In early 2021, Krakow authorities presented a plan as ambitious as it is overdue to build a new district in Rybitwy. Skyscrapers up to 150 meters high would be built on the post-industrial site. The recent "New Town," or the area around the main train station, is a spectacular failure both in planning and architecture. A mixed-use neighborhood in Olsza has also failed to be built since 1999. What went wrong?
third decade of omissions
photo: Wikimedia Commons
Olsza is an area of Krakow located in the northeastern part of the city, at the junction of Mistrzejowice and Prądnik Czerwony. The history of the multifunctional district in this place dates back to 1999. At that time, the Board of the City of Krakow, in the "Strategy for the Development of Krakow" adopted in 1999 and in force until 2015, designated a number of so-called "Strategic Areas" in terms of urban development - areas which, due to their attractive location and communication, were to become places of investment concentration. The urban center in Olsza was to have an all-city, not just a district scale of influence.
great wasted potential
photo: Wikimedia Commons
The choice of this particular site was influenced by excellent transportation accessibility (existing road system, a multitude of bus lines and planned streetcar lines). Until the mid-1990s, the site had mainly industrial functions, as did Płaszów. The area was partly occupied by industrial plants, warehouses transformed over time into the Urbi Trade and Service Center, bringing together companies operating in the building materials market. Agriculture was still present between the industrial plants.
Photo: Wikimedia Commons
Intense transformation in Olsza began at the turn of the 20th and 21st centuries. Institutions of urban importance were established here - the Archive of the City of Krakow, the Municipal Police Headquarters, and for years there have also been plans to build a Registry Office. Since 2007, one can observe a multitude of office investments, initiated by the Rondo Business Park office building (designed by Ingarden&Evy), which in turn entailed the construction of residential areas on the northern edge of the district. The first decade of the 2000s closes with the opening of the four-star Olsza Hotel (now Swing).
commerce, entertainment, services
photo: Miastoprojekt
However, offices and apartments were not the dominant function in Olsza for a long time. The largest and most recognizable building in the area is the hypermarket on Bora-Komorowskiego Avenue. The first shopping center in Krakow was designed by Ingarden&Evý Architekci. Completed in 1998, the hypermarket is a horizontal block almost 300 meters long, whose aesthetics are based on white and yellow stripes and large glass entrance portals.

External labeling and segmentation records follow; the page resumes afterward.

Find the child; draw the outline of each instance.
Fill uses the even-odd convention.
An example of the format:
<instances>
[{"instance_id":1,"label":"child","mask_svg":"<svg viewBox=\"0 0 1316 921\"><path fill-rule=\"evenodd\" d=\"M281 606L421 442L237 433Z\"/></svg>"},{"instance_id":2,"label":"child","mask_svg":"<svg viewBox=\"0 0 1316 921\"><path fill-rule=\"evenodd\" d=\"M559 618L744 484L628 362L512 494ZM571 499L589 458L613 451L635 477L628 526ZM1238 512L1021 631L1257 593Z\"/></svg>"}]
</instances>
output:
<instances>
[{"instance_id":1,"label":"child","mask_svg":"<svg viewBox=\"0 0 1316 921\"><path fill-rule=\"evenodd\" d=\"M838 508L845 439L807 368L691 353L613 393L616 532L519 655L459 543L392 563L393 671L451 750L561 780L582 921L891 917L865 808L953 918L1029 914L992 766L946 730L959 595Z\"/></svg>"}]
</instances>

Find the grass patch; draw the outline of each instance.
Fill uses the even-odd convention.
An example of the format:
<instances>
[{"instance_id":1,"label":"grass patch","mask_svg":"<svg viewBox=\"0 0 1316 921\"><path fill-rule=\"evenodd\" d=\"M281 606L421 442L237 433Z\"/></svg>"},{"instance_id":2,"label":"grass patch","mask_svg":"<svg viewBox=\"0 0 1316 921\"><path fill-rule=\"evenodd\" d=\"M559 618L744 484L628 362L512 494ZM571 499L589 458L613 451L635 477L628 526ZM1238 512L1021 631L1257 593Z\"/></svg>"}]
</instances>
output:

One of the corners was further enhanced with a rounded and monumental colonnade.
photo: press materials
Two years later, the second important facility for the entire neighborhood opened. The Water Park was more of a technological than an architectural display. It used wooden girders, unusual for the time, the largest in Europe at the time. Designed by Marek Pakula, the edifice was hailed "Construction of the Year" soon after its opening. Today its aesthetics evoke a smile rather than admiration - the almost symmetrical body is a clash of references to a medieval castle with materials characteristic of the time - blue glass, a large dome, round windows, superficially drawing on the ship style.
Photo: Jaroslaw Matla / Pomoszlak.pl
Next to the Water Park stood the Multikino, which complemented the district's entertainment offer. Completed in 2001, the multiplex was designed by some of Krakow's best-known architects today - Artur Jasinski, Marek Dunikowski and Piotr Uherek (in cooperation with Bartłomiej Kisielewski, Paweł Hankus, Tomasz Brzozowski and Paweł Bogusiewicz). With twelve rooms, the cinema boasted the largest cinema screen in the country at the time of its opening. The aesthetics are also distinctive, especially against the background of neighboring buildings. The facades use large perpendicular planes maintained in colors and composition reminiscent of Piet Mondrian's neoplastic works.
blind continuation
photo: Wikimedia Commons
The newest building in the area is the Serenada Shopping Center, built between 2015 and 2017. The architectural concept for the center changed several times, with the final design by Stanislaw Deńko's Wizja studio, which developed the project together with Agnieszka and Robert Ciuła and in cooperation with Q-Arch office. As the architects explain, the center's facade was intended to play with the usually "dead" walls of shopping malls and to refer to the history of Krakow's forts. The designers wanted to achieve this goal by using thousands of concrete prefabricated elements, partly openwork, with color and texture reminiscent of brick. Unfortunately, it is hard to find the realization of the authors' assumptions of humanizing the character of this huge building in nature. It gives the impression of a closed bunker with small entrances, surrounded by extensive road infrastructure. Preliminary announcements by the investor, Mayland, indicate that within a few years Serenada will absorb (also architecturally) the nearby hypermarket, creating a single, visually coherent shopping center.
lack of plan and interest
photo: Kraków City Hall
The Local Land Use Plan, for a seemingly strategic area of the city, managed to pass only in 2018. With most of the area already built up and the milk spilled, the city decided to at least partially protect its interest. However, it's hard to look for solutions in the plan that would change the face of the now parking and car-dominated, pedestrian-unfriendly concrete and tin desert. Rather, the solutions enacted by the City Council preserve the current state with only minor modifications. For more than 20 years, the site has failed to realize any of the ideas that could have given it the character of a multifunctional district.
Visualization of the New City Cnetrum and the planning "hole" in its place
photo: Przestrzeń-Ludzie-Miasto / Cracow City Hall
The situation is similar in the new city center - the area around the Central Station. The demand to include this area in the local plan is the first project of the local urban movement - the association Przestrzeń-Ludzie-Miasto. As early as 2009, activists signaled the need to secure the interests of the city from the uncontrolled activities of developers. However, this did not happen, and there is still no plan for the area. It is only being drawn up for part of the area - at a time when most of the land is already developed.